The second claim, filed on behalf of Medicare patients, alleges that beneficiaries are paying physicians too much in many parts of the country. By reducing the amount Medicare pays physicians in a particular area — San Joaquin County, where Stockton is located, for instance – beneficiaries would, in turn, have to pay less.

In addition to paying monthly premiums and an annual deductible for outpatient services under Medicare Part B, most beneficiaries also pay 20% of the cost for a physician visit and many other services. The federal government pays the rest.

Medicare payment formulas are complex, but for argument’s sake, we’ll simplify.

If Medicare deems that in San Joaquin County a certain medical procedure is worth $100, the federal government pays $80 and the patient pays $20.

Parish’s class-action claim contends that in many parts of the country, $100 is too high. If the overall reimbursement is reduced to $90, Medicare would pay the physician $72 and the patient would pay $18.

The case doesn’t come without opposition, as physicians and hospitals contend Medicare’s reimbursement rates already are discounted, sometimes below the cost of providing the service.

Last year, as a result of heavy lobbying by the American Medical Association, Congress passed legislation postponing a national across-the-board 5% cut in Medicare payments to physicians. Payment rates were frozen for a year.

The Congressional Budget Office projects Medicare physician payment rates will drop 10% by 2008. A report last year from Medicare Trustees predicted cuts totaling nearly 40% by 2015.

In California, AMA clearly will line up in favor of the five counties’ claim that doctors need a raise and in opposition to the beneficiaries’ move seeking a Medicare payment reduction.

Redrawing the Map?

Both claims ask federal officials to reassess Medicare geographic payment designations to more accurately reflect cost-of-living rates in different parts of the country.

Medicare payment rates initially were established in the 1960s when Medicare was born. They were adjusted in the 1980s and then again in 1996. The companion claims filed last month in California contend that CMS did not do enough adjusting — or that in some cases, the agency made the wrong adjustments.

“Here’s a good example of how out-of-kilter the current payment systems are,” said de Ghetaldi. “Nationally, there are 89 payment localities for physicians,” he said, referring to 89 different payment levels based on specific sets of measurements and criteria, depending on geographic region and cost-of-living rates. “For hospitals, there are 433 payment localities. That means hospital payments tend to be much more accurate than payments to physicians.”

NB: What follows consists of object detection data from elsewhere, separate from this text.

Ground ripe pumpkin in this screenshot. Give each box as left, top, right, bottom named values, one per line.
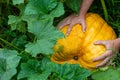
left=51, top=13, right=116, bottom=69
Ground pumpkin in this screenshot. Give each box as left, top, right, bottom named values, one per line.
left=51, top=13, right=116, bottom=69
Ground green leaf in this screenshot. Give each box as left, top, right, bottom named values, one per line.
left=25, top=0, right=64, bottom=18
left=25, top=39, right=54, bottom=57
left=65, top=0, right=82, bottom=14
left=25, top=20, right=63, bottom=56
left=0, top=49, right=20, bottom=80
left=55, top=64, right=91, bottom=80
left=41, top=58, right=91, bottom=80
left=8, top=15, right=27, bottom=33
left=11, top=35, right=27, bottom=49
left=18, top=60, right=51, bottom=80
left=92, top=68, right=120, bottom=80
left=12, top=0, right=24, bottom=5
left=8, top=15, right=21, bottom=30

“Santa Cruz County recently became part of the highest-paid locality for hospitals, but it’s still considered one of the lowest-paid for physicians. How can that be equitable?” de Ghetaldi asked.

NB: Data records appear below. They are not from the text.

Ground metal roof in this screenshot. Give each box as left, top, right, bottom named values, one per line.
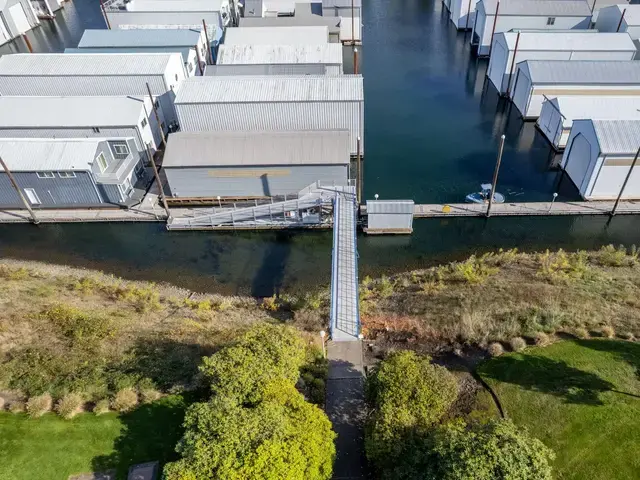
left=216, top=43, right=342, bottom=65
left=367, top=200, right=414, bottom=215
left=587, top=120, right=640, bottom=154
left=0, top=53, right=182, bottom=76
left=498, top=31, right=636, bottom=52
left=175, top=74, right=364, bottom=104
left=223, top=25, right=329, bottom=45
left=518, top=60, right=640, bottom=85
left=162, top=130, right=350, bottom=168
left=78, top=28, right=202, bottom=48
left=480, top=0, right=591, bottom=17
left=0, top=138, right=104, bottom=172
left=0, top=96, right=151, bottom=129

Neither Parish nor de Ghetaldi has received a response from CMS, formal or informal, and neither is surprised.

“My experience has been that it’s a good idea — and only fair — to give the government an opportunity to go over all the details,” Parish said. “Especially considering the magnitude of these claims.”

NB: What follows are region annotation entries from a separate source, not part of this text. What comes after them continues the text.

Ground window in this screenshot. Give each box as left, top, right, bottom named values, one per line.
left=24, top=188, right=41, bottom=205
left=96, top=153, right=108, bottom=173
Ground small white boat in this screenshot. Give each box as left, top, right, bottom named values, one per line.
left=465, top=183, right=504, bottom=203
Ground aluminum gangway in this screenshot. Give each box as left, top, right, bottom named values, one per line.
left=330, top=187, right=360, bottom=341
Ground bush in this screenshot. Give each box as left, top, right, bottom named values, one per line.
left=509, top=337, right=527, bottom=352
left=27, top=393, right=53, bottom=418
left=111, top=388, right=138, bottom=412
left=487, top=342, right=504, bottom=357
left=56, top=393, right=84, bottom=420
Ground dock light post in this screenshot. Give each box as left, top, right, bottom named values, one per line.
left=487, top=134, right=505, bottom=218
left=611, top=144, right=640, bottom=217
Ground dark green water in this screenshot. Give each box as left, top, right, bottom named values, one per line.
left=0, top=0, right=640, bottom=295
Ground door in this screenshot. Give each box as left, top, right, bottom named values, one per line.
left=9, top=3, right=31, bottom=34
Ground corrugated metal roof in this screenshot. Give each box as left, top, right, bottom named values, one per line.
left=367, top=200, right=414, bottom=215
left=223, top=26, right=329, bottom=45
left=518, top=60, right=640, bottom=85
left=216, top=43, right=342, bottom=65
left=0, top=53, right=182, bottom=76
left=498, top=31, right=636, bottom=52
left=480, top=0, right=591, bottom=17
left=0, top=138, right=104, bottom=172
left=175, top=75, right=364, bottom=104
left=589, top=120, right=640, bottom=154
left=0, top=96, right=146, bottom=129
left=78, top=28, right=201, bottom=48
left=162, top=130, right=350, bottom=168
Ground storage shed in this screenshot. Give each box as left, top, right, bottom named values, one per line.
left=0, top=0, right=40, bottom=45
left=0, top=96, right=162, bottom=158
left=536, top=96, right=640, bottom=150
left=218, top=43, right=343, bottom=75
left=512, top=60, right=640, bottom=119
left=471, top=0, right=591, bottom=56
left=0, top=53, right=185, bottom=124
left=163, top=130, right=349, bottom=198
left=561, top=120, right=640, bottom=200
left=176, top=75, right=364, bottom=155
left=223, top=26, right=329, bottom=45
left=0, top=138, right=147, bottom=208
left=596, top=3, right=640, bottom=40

None of the attorneys involved or CMS representatives could predict what comes next, but both claims clearly are laying the groundwork for federal lawsuits.

“What we’re asking (CMS officials) to do is follow their own guidelines and reassess payment regions accurately,” Parish said.

But from the county perspective of seeking more money for doctors, it might not be so simple.

“We don’t believe (CMS officials) actually have the power to do what we’re asking them to do,” de Ghetaldi said.

Congress, the U.S. Supreme Court or both eventually might become involved if the issue isn’t resolved at lower levels of government.

If the five counties are not satisfied with CMS’ response, “then we file a lawsuit against the Secretary of Health and Human Services,” de Ghetaldi said.